North Korea may launch a long-range missile as early as next week, according to Japanese officials. Satellite imagery of North Korea’s Tongchang-ri missile test site shows there are possible preparations in place for the launch, reported Japan’s Kyodo news agency.
On Jan. 6, Pyongyang conducted what was believed to be a nuclear test. International communities have called for the United Nations to impose stricter sanctions against the country and condemn the atomic blast, which North Korea has claimed was a hydrogen bomb, and boasted about its “spectacular success,” CNN reported.
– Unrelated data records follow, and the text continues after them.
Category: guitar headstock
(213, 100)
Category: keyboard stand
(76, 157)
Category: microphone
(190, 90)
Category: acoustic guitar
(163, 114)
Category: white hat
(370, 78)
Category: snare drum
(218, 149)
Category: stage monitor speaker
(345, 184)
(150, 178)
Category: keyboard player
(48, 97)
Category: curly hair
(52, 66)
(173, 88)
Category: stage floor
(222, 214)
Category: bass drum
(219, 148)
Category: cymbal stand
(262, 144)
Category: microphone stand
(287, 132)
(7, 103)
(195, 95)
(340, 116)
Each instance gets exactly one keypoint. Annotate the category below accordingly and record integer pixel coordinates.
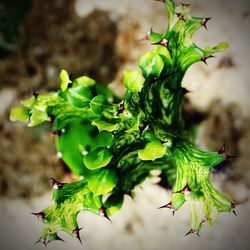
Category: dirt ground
(100, 39)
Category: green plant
(115, 144)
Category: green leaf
(133, 80)
(28, 102)
(64, 77)
(98, 158)
(85, 81)
(114, 203)
(154, 37)
(92, 202)
(218, 48)
(97, 104)
(38, 116)
(103, 181)
(18, 114)
(152, 151)
(164, 53)
(79, 96)
(151, 65)
(102, 125)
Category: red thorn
(145, 38)
(104, 214)
(76, 233)
(41, 240)
(121, 108)
(169, 205)
(204, 22)
(185, 91)
(60, 239)
(180, 16)
(222, 150)
(186, 190)
(185, 4)
(203, 221)
(40, 216)
(234, 212)
(204, 58)
(163, 42)
(234, 204)
(56, 184)
(191, 231)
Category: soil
(100, 39)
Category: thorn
(185, 91)
(58, 238)
(70, 76)
(121, 108)
(145, 38)
(76, 233)
(55, 184)
(103, 213)
(40, 216)
(203, 221)
(204, 58)
(69, 85)
(185, 4)
(191, 231)
(204, 22)
(222, 150)
(180, 16)
(35, 93)
(163, 42)
(169, 205)
(186, 190)
(234, 205)
(234, 212)
(41, 240)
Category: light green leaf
(18, 114)
(102, 125)
(154, 37)
(64, 77)
(98, 158)
(133, 80)
(164, 53)
(103, 181)
(97, 104)
(28, 102)
(92, 203)
(38, 116)
(151, 65)
(85, 81)
(114, 203)
(152, 151)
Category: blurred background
(101, 39)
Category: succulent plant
(112, 145)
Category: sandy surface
(140, 225)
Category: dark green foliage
(114, 145)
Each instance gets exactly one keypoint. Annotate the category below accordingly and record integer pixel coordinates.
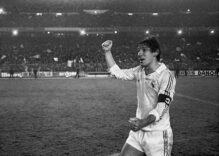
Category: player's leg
(158, 143)
(132, 147)
(129, 150)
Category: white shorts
(152, 143)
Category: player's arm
(127, 74)
(165, 96)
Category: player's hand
(135, 124)
(107, 45)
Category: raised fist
(107, 45)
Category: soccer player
(151, 132)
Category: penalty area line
(197, 99)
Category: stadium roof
(114, 5)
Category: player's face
(145, 55)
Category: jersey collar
(161, 68)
Many experts have rejected this claim.
“Whether it was a full H-bomb or not it is still a worrying development,” Mike Chinoy, a fellow at the University of Southern California’s U.S.-China Institute, told CNN.
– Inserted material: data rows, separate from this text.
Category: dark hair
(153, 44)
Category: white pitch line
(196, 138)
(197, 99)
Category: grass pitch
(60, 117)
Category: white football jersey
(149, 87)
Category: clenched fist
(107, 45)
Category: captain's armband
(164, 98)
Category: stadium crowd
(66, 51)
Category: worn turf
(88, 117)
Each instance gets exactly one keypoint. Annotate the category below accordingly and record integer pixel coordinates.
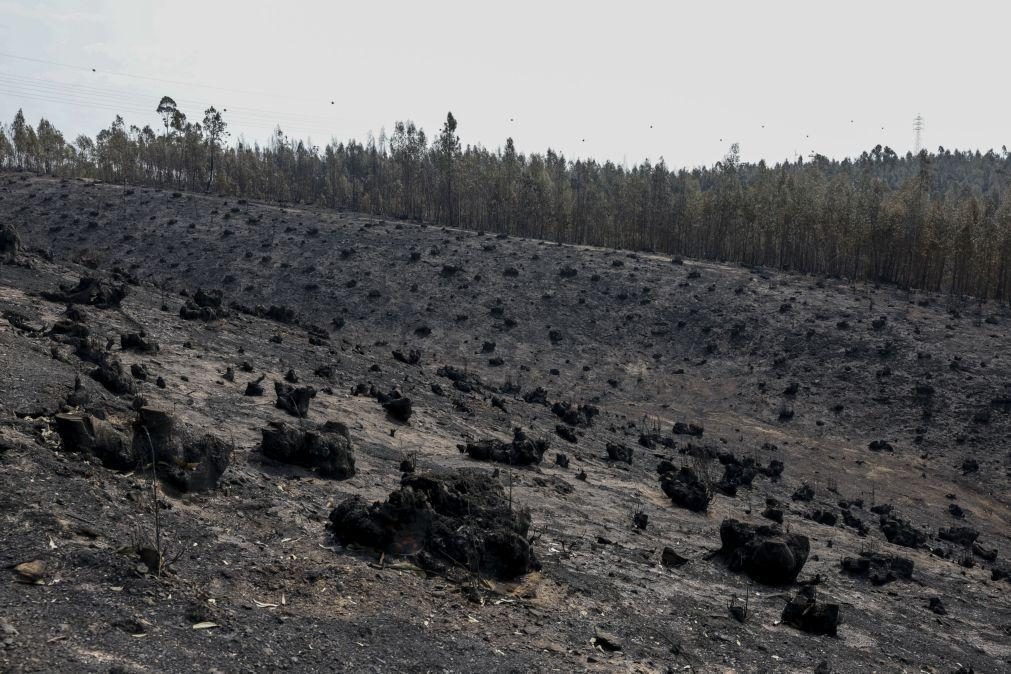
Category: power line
(918, 125)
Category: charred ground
(888, 410)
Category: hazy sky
(619, 80)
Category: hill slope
(772, 367)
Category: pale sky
(621, 80)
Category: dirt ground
(771, 366)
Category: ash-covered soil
(888, 412)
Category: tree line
(938, 221)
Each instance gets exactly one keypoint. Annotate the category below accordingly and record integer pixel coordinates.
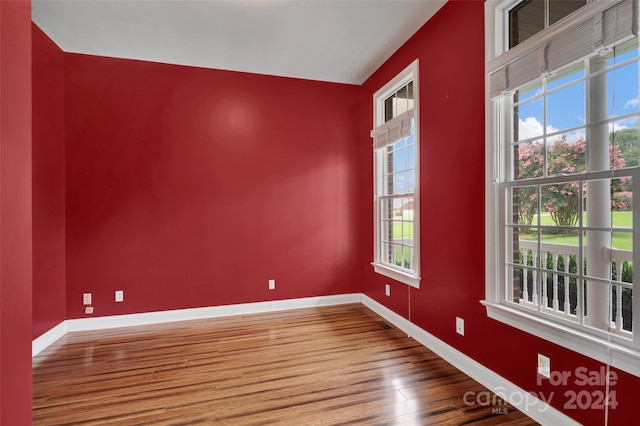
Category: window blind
(600, 31)
(393, 130)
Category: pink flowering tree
(561, 201)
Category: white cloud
(632, 103)
(530, 127)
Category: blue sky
(566, 107)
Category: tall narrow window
(395, 136)
(563, 151)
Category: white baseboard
(533, 407)
(537, 409)
(115, 321)
(41, 342)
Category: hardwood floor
(319, 366)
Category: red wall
(450, 48)
(15, 212)
(49, 294)
(190, 187)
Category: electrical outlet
(460, 326)
(544, 366)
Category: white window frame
(622, 355)
(411, 278)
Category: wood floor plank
(318, 366)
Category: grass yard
(619, 240)
(402, 230)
BREAKING: North Korea is planning a major missile test in the next week. (Via SkyNews)
— The Int'l Spectator (@intlspectator) January 27, 2016
Following the possible nuclear test, the U.N. Security Council called the test a “clear violation of [past] resolutions ... and of the nonproliferation regime” at a meeting of the 15-member council.
Secretary of State John Kerry said the United States will continue to work with other countries to prevent North Korea from advancing its nuclear weapons program, but the country has gone on to launch tests. The latest long-range rocket test was in 2012 when Pyongyang launched an object into orbit as part of a plan to create an intercontinental ballistic missile, according to Sky News.
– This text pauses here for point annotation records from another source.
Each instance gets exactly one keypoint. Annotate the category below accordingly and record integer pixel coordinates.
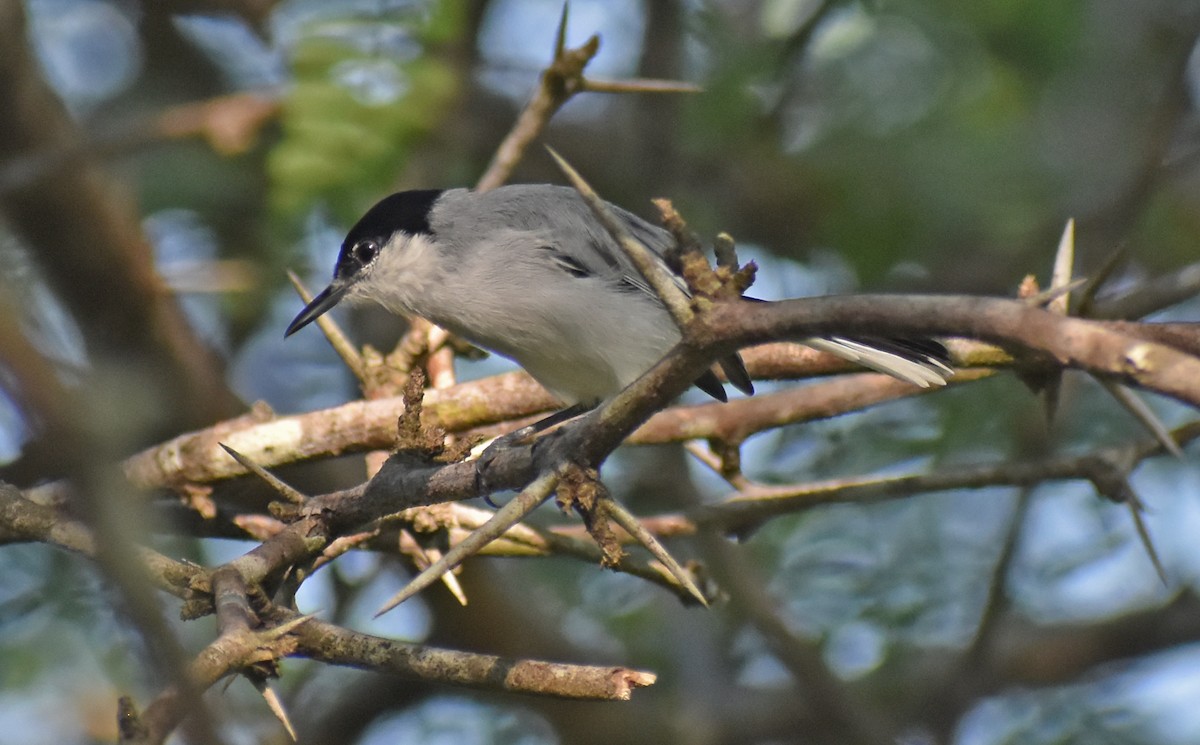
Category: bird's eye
(365, 251)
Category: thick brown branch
(337, 646)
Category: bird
(527, 271)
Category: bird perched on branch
(527, 271)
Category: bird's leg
(520, 437)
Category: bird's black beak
(319, 305)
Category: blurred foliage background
(912, 145)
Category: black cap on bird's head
(408, 211)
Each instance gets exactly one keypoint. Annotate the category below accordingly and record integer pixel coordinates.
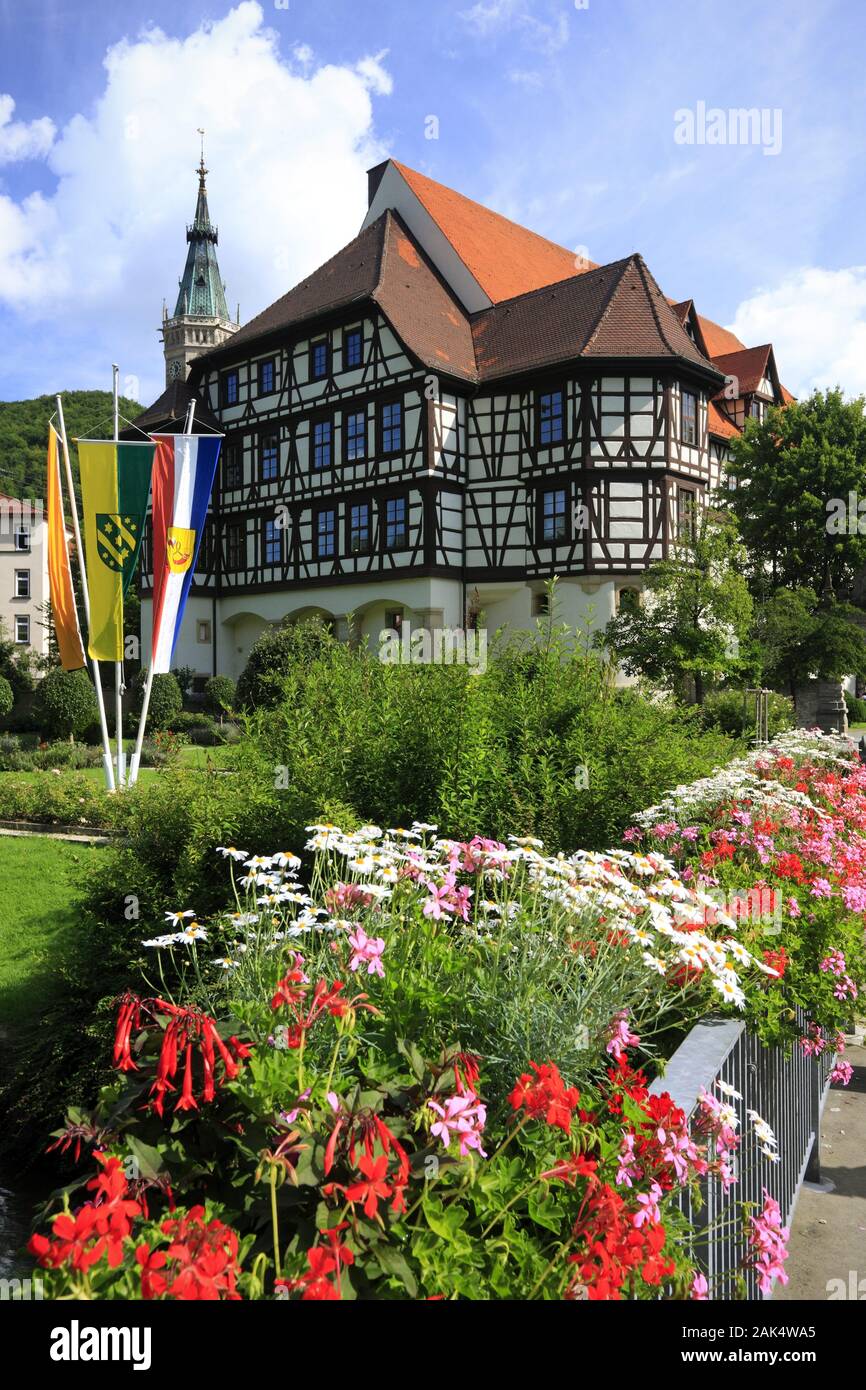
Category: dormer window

“The United States will do what is necessary to protect the people of our country and our friends and allies in the world,” Kerry said.
The U.N. has slapped measures on North Korea to end the program before, including nonproliferation and luxury good embargoes.
U.S. President Barack Obama met with the leaders of South Korea and Japan this month to discuss North Korea’s test. South Korean President Park Geun-hye’s office said the leaders agreed that “there should be a corresponding price for this nuclear test.”